ちらっと交わる視線、自然とこぼれる笑み。
昨夜、意を決して飛び込んだナイトメアビーストの迎撃戦の選抜メンバーからもれたことを告げる帰り道。
「そうか……」
残念だったね、と慰めてくれる恭一も、すでに他の依頼を受けていたから、今回は立候補しなかったそうだ。

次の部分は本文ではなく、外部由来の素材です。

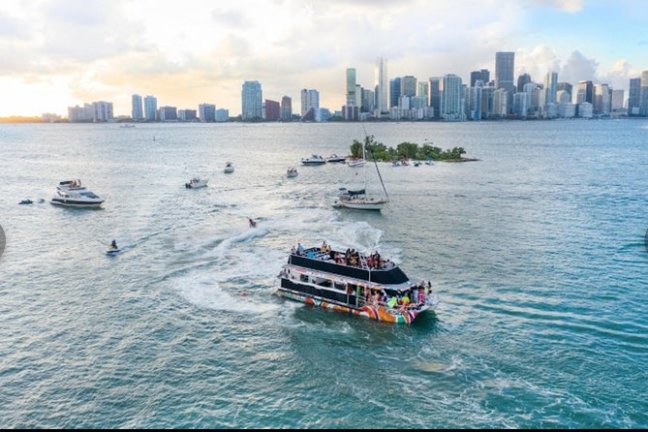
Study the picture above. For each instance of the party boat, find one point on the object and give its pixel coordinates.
(350, 282)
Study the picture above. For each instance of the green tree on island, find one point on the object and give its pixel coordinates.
(405, 150)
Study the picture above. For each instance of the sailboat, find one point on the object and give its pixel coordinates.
(359, 199)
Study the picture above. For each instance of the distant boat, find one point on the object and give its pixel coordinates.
(196, 183)
(359, 199)
(314, 160)
(335, 158)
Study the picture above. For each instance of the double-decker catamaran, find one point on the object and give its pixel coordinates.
(354, 283)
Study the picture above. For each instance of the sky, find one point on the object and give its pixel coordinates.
(59, 53)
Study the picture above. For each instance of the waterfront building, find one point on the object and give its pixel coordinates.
(309, 101)
(602, 100)
(585, 110)
(150, 108)
(394, 91)
(585, 92)
(286, 108)
(500, 103)
(382, 86)
(207, 113)
(137, 111)
(168, 113)
(368, 101)
(251, 101)
(222, 115)
(452, 103)
(504, 70)
(523, 80)
(351, 86)
(634, 96)
(187, 115)
(520, 108)
(643, 103)
(435, 96)
(271, 110)
(617, 100)
(482, 75)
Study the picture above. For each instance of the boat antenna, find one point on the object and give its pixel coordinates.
(375, 163)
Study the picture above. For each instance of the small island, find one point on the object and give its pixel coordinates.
(407, 150)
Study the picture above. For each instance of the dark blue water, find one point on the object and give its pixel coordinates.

「僕らの思いを背負ってくれる彼らのサポートに徹しよう」
一般人がボクらのとばっちりを受けて傷つくのは、絶対に許されないことだもんね。
カラカラ…と乾いた音をたてながら一枚の枯れ葉が、風に流されてボクらを追い越していった。
あれよあれよという間に、冬が来る。
夕闇迫る時間は日ごとに早まり、街路樹も葉をひらひらと散らせ、徐々にその枝を露わにして。
ボクは今日、この秋の初マフラー。
ぐるぐる巻きにしたマフラーに鼻まですっぽり埋めるようにすると、ほわんとしてぬくぬく。
冷たい風もへっちゃらなのだ。
そんなボクを見て恭一は
「なんだか亀みたいだよ」と笑う。
時折吹く風が、まだ梢に残る赤や茶色の葉をカサカサと揺らす。
その音を見上げるボクの目に、薄青の空と赤い葉のコントラストが切り絵のように鮮やかに焼きついた。
「きれいだね」「……ああ」
ボクの言葉につられて見上げた彼も頷いた。
こういう時、ボクはことさら
ああ、このひとのこと、どうしようもなく好きだ、って、想うんだ。